“Gluten-free substitute foods tend to have more fat, more sugar and more salt than gluten-containing counterparts, in general,” Dr. Lebwohl added. Gluten provides elasticity in dough and helps thicken various processed foods, so it can also be found in products like energy bars and deli meats. To compensate for the loss of texture, Dr. Lebwohl said, “gluten-free substitutes are often less healthy.”
Starting a gluten-free diet can also “interfere with the ability to detect celiac disease,” said Dr. Lebwohl, because the two abnormalities picked up by the primary testing tools for celiac disease — a blood test, which looks for certain antibodies, and a biopsy, which looks for intestinal damage — can normalize after just a few weeks of eliminating gluten.
“One of the frustrating scenarios for both doctor and patient is when a patient has a number of symptoms, starts a gluten-free diet, feels a lot better — maybe 90 percent better — but we still don’t know if they have celiac or not,” he said. “If someone is experiencing symptoms that might be related to celiac disease, that person should get tested first, before starting a gluten-free diet.”
While much has been written in books and online sources about the purported benefits of avoiding gluten, such as weight loss, cognitive well-being and overall wellness, these claims are not supported by evidence. Though some patients with irritable bowel syndrome, or I.B.S., may see symptoms improve after cutting out gluten-containing foods, research suggests it’s likely to be a result of something other than gluten.
Only about 1 percent of Americans have true celiac disease, a serious autoimmune disorder, and should follow a strict gluten-free diet. Another 6 percent or so have non-celiac gluten sensitivity, a milder condition tied to digestive problems and other symptoms that does not result in a positive test for celiac disease; observing whether symptoms improve after a trial elimination of gluten is the main method of diagnosis.
For everyone else, following a gluten-free diet is not advised. Still, a 2013 report by the NPD Group, a market research firm, found that as many as one in three Americans were trying to avoid gluten.

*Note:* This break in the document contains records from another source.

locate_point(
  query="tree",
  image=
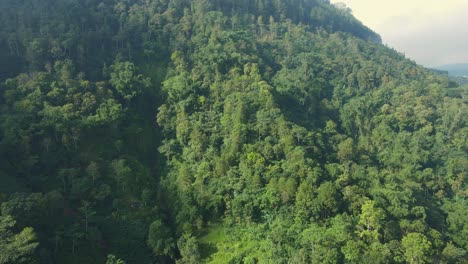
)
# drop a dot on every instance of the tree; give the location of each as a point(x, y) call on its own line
point(160, 239)
point(111, 259)
point(189, 250)
point(16, 247)
point(417, 248)
point(370, 221)
point(126, 81)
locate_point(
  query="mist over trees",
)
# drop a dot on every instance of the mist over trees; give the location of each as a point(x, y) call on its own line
point(266, 131)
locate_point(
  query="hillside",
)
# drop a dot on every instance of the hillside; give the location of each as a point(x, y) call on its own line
point(176, 131)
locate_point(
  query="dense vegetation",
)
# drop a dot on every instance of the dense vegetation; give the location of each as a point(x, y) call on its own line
point(201, 131)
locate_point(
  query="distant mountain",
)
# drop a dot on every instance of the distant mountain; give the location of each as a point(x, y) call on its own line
point(460, 69)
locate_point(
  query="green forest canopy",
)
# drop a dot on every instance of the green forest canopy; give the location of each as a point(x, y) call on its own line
point(266, 131)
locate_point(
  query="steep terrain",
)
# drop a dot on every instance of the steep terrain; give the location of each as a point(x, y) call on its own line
point(222, 132)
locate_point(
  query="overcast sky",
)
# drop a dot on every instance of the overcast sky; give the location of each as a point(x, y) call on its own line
point(431, 32)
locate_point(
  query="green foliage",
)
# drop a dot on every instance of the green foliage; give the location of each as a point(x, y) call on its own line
point(259, 131)
point(16, 247)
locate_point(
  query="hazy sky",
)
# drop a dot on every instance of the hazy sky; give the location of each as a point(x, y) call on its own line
point(431, 32)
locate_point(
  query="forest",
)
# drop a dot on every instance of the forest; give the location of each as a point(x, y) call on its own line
point(223, 131)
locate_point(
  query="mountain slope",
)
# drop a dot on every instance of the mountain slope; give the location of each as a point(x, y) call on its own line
point(226, 132)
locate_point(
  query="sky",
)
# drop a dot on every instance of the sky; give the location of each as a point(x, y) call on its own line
point(431, 32)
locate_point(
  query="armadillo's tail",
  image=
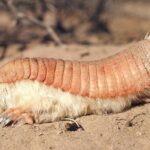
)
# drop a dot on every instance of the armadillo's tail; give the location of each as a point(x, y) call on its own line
point(147, 36)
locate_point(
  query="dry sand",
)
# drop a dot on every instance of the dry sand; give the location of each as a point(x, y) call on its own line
point(124, 131)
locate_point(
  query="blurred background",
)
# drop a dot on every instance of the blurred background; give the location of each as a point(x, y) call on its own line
point(81, 22)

“The potential adverse health effects of gluten in those sensitive to it have reverberated in cyberspace, creating the impression that gluten is a bona fide toxin, harmful to all,” writes Dr. David L. Katz, director of the Yale-Griffin Prevention Research Center in his forthcoming book, “The Truth About Food.” “This is false; gluten is not ‘bad’ for those tolerant of it, any more than peanuts are ‘bad’ for people free of peanut allergy.”

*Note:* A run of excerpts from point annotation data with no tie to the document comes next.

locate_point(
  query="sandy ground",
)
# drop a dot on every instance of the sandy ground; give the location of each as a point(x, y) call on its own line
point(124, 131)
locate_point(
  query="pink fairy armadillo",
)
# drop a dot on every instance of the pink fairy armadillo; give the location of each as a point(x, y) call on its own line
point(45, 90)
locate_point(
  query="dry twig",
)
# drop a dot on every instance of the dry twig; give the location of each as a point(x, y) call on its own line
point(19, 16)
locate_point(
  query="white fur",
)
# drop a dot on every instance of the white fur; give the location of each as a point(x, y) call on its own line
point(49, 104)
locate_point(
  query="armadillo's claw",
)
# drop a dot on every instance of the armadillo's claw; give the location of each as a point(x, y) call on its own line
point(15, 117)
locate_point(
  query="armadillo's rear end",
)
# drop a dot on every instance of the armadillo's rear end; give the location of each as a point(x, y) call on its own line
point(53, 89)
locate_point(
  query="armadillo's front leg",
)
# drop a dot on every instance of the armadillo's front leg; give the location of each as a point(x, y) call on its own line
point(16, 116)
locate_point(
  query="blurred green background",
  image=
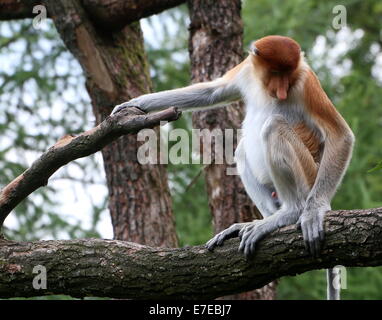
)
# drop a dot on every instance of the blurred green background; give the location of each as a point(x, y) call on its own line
point(42, 97)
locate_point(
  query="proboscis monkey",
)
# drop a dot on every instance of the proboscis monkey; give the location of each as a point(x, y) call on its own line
point(295, 146)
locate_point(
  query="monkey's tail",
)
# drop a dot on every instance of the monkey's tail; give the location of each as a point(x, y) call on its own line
point(333, 287)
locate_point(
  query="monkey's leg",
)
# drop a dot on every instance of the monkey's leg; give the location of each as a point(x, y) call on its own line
point(292, 169)
point(260, 194)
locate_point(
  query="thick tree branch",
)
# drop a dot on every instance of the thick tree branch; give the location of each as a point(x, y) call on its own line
point(119, 269)
point(69, 148)
point(108, 13)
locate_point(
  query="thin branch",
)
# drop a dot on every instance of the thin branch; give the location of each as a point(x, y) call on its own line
point(70, 148)
point(118, 269)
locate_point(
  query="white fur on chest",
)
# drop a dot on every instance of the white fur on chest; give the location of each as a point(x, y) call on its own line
point(259, 108)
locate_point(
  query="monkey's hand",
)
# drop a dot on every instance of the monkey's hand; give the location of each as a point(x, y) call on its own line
point(131, 103)
point(311, 222)
point(231, 232)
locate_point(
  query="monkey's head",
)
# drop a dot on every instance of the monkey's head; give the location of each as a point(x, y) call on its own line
point(278, 57)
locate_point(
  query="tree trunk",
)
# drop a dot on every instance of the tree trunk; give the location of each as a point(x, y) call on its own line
point(215, 47)
point(110, 268)
point(116, 70)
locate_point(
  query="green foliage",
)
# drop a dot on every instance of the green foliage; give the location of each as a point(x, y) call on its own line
point(42, 97)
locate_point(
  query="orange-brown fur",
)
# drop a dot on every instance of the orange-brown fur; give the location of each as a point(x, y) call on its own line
point(320, 107)
point(310, 139)
point(278, 58)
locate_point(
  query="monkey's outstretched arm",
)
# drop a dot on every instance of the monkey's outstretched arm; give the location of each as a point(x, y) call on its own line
point(201, 95)
point(339, 141)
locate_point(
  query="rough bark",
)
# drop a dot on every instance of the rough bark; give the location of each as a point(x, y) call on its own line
point(69, 148)
point(116, 70)
point(216, 46)
point(110, 14)
point(119, 269)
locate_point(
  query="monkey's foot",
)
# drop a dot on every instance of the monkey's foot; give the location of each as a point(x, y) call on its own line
point(250, 234)
point(231, 232)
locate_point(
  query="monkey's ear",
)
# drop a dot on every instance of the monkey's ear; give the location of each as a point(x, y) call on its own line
point(252, 49)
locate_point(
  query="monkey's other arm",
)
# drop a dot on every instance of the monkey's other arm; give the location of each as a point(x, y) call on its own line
point(338, 146)
point(201, 95)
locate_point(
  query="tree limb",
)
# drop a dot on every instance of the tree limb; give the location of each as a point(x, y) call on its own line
point(118, 269)
point(69, 148)
point(108, 13)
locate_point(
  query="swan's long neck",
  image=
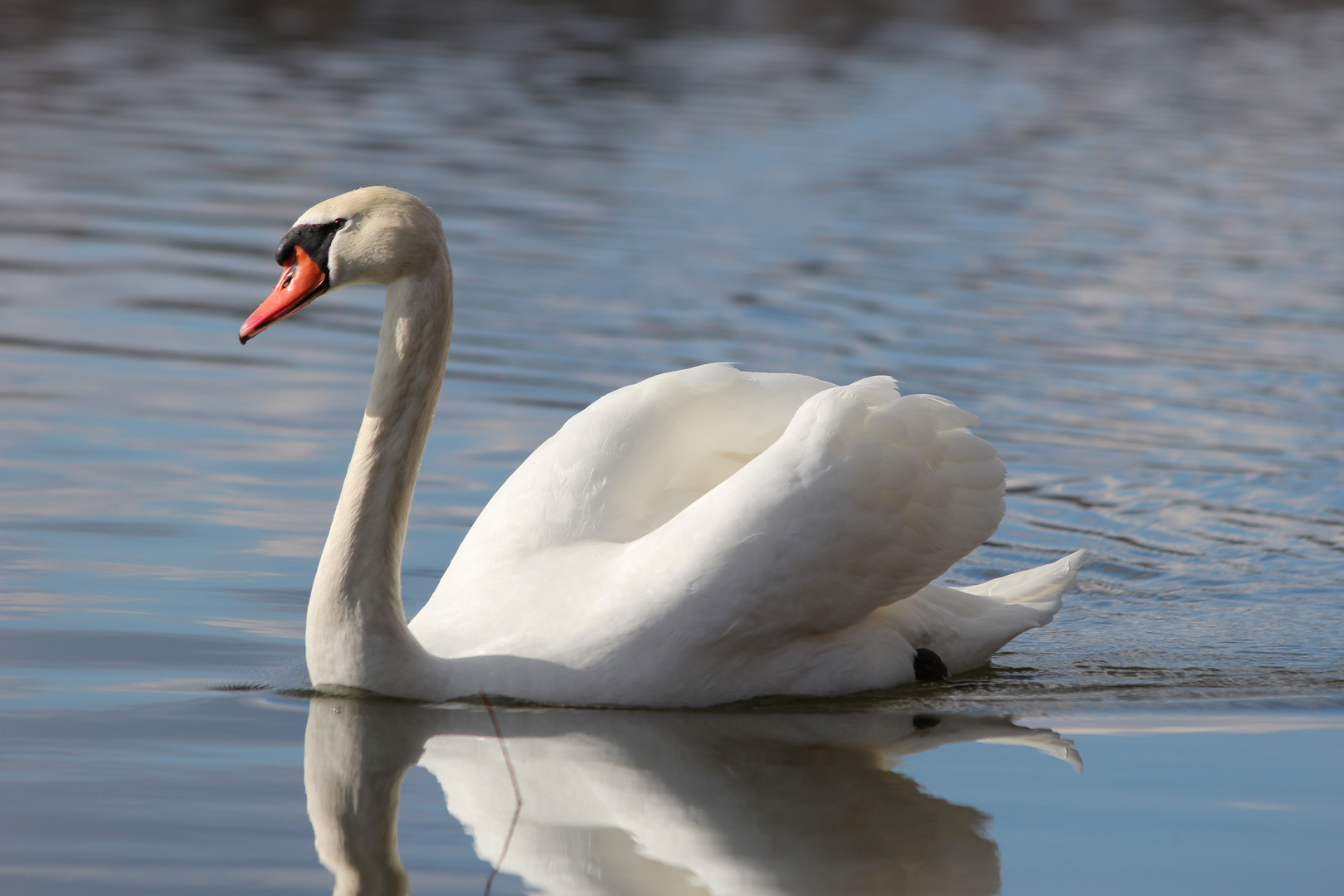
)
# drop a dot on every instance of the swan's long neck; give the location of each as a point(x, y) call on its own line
point(357, 626)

“Avoiding whole grains because you’ve heard gluten is bad is like avoiding whole fruits because you’ve heard fructose is bad,” Dr. Katz said in an interview. A diet without gluten is most often associated with the inclusion of what he calls “ultra-processed, gluten-free junk foods” and the exclusion of highly nutritious whole grains. “Avoiding it systematically produces net harm both to diet and to health.”